Through the whole Revolutionary conflict a consistency and systematic regularity were preserved, equally honorable as extraordinary. The unity of design and classically correct arrangement of the series of incidents which completed the epic story of American independence, were so wonderful, so well wrought, that political Hypercriticism was abashed at the mighty production, and forced to join her sister, Envy, in applauding the glorious composition.
On the last page of Fatehs eventful volume, with the raptured ken of prophecy, I behold Columbia's name recorded, her future honors and happiness inscribed. In the same important book, the approaching end of tyranny and the triumph of right and justice are written, in indelible characters. The struggle will soon be over; the tottering thrones of despots will quickly fall, and bury their proud incumbents in their massy ruins.
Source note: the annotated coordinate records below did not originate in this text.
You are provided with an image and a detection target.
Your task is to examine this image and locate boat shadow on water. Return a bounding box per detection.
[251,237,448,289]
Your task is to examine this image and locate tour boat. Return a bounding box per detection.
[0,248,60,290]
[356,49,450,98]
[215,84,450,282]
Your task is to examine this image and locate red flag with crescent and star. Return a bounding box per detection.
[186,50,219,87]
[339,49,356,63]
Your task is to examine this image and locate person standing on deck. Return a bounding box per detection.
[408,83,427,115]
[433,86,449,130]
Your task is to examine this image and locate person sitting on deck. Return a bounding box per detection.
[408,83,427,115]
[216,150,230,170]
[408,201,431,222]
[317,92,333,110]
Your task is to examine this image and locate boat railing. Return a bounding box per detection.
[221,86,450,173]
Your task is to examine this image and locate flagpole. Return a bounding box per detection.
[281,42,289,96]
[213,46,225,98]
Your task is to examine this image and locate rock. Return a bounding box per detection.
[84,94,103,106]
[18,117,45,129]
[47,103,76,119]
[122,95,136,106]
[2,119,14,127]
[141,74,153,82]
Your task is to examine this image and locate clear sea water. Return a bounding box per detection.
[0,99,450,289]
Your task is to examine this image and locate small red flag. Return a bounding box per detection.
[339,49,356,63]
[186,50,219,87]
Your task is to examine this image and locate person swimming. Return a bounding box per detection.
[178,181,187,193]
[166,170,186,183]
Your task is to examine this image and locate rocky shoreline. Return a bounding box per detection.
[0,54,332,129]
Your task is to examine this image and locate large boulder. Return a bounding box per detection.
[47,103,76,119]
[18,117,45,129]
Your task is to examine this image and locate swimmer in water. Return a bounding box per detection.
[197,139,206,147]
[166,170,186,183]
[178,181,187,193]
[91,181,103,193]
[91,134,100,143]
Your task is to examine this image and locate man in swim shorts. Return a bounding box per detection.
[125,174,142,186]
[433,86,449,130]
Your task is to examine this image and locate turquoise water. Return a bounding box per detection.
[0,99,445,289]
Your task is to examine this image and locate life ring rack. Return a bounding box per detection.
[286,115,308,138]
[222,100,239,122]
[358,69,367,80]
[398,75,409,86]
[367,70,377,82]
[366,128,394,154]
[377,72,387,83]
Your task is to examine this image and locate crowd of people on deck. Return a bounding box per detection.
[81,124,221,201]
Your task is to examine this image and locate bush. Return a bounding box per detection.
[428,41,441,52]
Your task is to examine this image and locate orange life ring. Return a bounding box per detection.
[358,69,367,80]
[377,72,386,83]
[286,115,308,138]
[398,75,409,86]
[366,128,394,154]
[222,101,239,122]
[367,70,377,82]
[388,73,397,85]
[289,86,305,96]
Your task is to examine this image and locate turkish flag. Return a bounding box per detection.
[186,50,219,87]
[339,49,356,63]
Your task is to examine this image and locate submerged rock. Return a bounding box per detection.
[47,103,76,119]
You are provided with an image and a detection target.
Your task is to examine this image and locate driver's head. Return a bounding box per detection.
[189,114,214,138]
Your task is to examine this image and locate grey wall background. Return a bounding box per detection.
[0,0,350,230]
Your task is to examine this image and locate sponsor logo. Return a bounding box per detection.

Extract.
Address of John Quincy Adams, 1793
ADDRESS OF JOHN QUINCY ADAMS (July 4, I793, Boston.) Old Glory in the Sky.
Americans! let us pause for a moment to consider the situation of our country at that eventful day when our national existence commenced. In the full possession and enjoyment of all those prerogatives for which you then dared to adventure upon ''all the varieties of untried being," the calm and settled moderation of the mind is scarcely competent to conceive the tone of heroism to which the souls of free-men were exalted in that hour of perilous magnanimity.
Seventeen times has the sun, in the progress of his annual revolution, diffused his prolific radiance over the plains of independent America. Millions of hearts, which then palpitated with the rapturous glow of patriotism, have already been translated to brighter worlds; to the abodes of more than mortal freedom.
Other millions have arisen, to receive from their parents and benefactors an inestimable recompense of their achievements.
A large proportion of the audience, whose benevolence is at this moment listening to the speaker of the day, like him, were at that period too little advanced beyond the threshold of life to partake of the divine enthusiasm which inspired the American bosom: which prompted her voice to proclaim defiance to the thunders of Britain; which consecrated the banners of her armies ; and finally erected the holy temple of American Liberty over the tomb of departed tyranny.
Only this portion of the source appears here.